[This article was first published on A Blog on Data Analytics, and kindly contributed to R-bloggers]. (You can report issue about the content on this page here)
Want to share your content on R-bloggers? click here if you have a blog, or here if you don't.

### Problem!

ML algorithms, although their proclaimed effectiveness on predictive accuracy might be suspect, are often the first tool that a data scientist resorts to when tackling a prediction problem. Such an attitude is not the best in my opinion, and I generally favour a statistical/probabilistic model over a black box1. Nevertheless, there are situations when one is asked (read: told) to use the latter.

### Solution?

Then, typically `xgboost` is an ML model resorted to quite often, due to its good performance straight out-of-the-box. Once such a model has been trained and tested, the analyst is faced with the challenging task of explaining what the model is doing under the hood.

### Problem with our solution!

To be able to explain our model — which is often more complex than to be easily explained — we tend to use techniques such as feature importance via permutation, partial dependence, and others.

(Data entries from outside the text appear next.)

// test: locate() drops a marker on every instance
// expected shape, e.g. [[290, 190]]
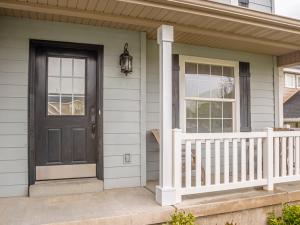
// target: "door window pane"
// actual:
[[53, 66], [66, 105], [79, 86], [79, 67], [67, 67], [78, 105], [53, 105], [66, 86]]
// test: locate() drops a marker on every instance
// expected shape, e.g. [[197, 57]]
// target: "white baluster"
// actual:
[[276, 155], [291, 156], [217, 161], [283, 156], [188, 164], [259, 158], [226, 161], [251, 159], [243, 160], [198, 164], [234, 161], [207, 163], [297, 155], [177, 162]]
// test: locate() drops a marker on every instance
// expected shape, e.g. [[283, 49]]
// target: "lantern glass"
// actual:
[[126, 61]]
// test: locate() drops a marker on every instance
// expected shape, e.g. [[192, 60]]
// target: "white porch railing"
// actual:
[[222, 161]]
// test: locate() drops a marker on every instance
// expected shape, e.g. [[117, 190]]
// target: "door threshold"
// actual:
[[56, 172], [65, 187]]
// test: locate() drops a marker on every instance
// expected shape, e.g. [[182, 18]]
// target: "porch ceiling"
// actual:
[[197, 22]]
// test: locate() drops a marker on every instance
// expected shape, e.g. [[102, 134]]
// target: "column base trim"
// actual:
[[166, 196]]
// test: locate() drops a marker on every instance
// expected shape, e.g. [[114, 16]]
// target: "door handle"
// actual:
[[93, 121], [94, 130]]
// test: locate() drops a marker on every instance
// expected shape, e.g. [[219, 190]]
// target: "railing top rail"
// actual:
[[236, 135]]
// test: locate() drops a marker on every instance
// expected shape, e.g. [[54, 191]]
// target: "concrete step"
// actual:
[[65, 187]]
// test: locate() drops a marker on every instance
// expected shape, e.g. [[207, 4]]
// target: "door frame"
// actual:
[[98, 49]]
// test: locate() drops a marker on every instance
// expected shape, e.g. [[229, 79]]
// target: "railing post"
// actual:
[[268, 159], [177, 162]]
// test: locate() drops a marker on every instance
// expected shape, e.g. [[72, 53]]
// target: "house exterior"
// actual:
[[290, 98], [66, 110]]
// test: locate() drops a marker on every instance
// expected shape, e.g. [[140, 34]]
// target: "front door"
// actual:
[[66, 113]]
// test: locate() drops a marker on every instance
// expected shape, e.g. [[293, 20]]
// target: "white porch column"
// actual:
[[165, 191]]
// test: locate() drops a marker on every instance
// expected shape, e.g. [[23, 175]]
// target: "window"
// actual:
[[298, 81], [208, 95], [66, 86], [244, 3], [290, 80]]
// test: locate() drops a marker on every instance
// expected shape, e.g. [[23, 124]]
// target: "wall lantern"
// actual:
[[126, 61]]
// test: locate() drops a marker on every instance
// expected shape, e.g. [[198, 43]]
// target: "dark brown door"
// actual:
[[66, 109]]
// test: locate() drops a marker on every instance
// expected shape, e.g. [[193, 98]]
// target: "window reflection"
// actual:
[[66, 86], [210, 96]]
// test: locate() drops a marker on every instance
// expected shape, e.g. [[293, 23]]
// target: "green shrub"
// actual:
[[290, 216], [181, 218]]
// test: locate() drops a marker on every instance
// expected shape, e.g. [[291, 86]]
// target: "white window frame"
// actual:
[[297, 83], [295, 80], [200, 60]]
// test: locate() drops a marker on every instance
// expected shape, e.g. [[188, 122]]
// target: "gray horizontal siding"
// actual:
[[262, 96], [121, 103]]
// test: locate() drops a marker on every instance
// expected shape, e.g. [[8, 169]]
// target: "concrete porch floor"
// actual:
[[134, 206]]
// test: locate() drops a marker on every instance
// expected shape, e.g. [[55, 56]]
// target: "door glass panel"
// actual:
[[66, 104], [67, 67], [78, 105], [79, 67], [53, 66], [53, 105], [66, 86]]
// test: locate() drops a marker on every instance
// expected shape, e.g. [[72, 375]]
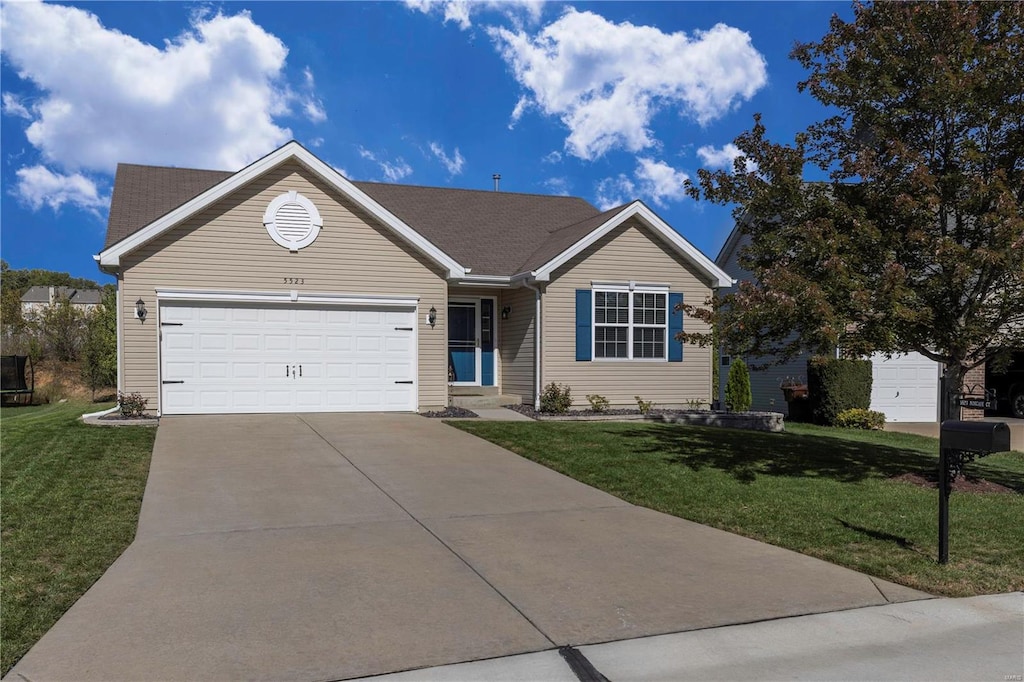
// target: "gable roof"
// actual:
[[497, 233]]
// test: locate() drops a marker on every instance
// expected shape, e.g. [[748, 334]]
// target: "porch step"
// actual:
[[483, 401], [473, 390]]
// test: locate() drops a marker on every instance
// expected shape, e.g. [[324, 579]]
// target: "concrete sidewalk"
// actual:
[[979, 638], [337, 546]]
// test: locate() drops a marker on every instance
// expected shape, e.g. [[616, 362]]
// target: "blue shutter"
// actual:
[[584, 328], [675, 327]]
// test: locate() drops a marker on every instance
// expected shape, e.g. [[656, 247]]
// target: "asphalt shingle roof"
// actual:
[[492, 232]]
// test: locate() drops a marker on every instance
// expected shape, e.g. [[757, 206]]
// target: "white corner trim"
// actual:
[[299, 298], [112, 256], [718, 276]]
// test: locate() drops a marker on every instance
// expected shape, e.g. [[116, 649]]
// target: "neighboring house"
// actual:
[[905, 388], [38, 298], [286, 287]]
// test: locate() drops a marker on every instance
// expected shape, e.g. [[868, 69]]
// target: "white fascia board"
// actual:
[[213, 296], [718, 276], [112, 257], [484, 281]]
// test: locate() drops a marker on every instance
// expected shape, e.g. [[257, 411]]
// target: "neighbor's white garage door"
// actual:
[[905, 387], [219, 357]]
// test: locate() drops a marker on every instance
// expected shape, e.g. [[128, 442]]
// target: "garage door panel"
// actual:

Notwithstanding that the 2 aforesaid techniques make an assumption of feature independence that may be unrealistic (at which point, they are not different than a vanilla regression model), such visualisations are helpful as a first attempt at model interpretation.

While working on a project, I found that some tweaks were required to be able to use the `pdp` package for partial dependence plots with an `xgboost` model built from `tidymodels`. Let’s try this with code that Julia Silge used in her modelling, just to quickly show the procedure.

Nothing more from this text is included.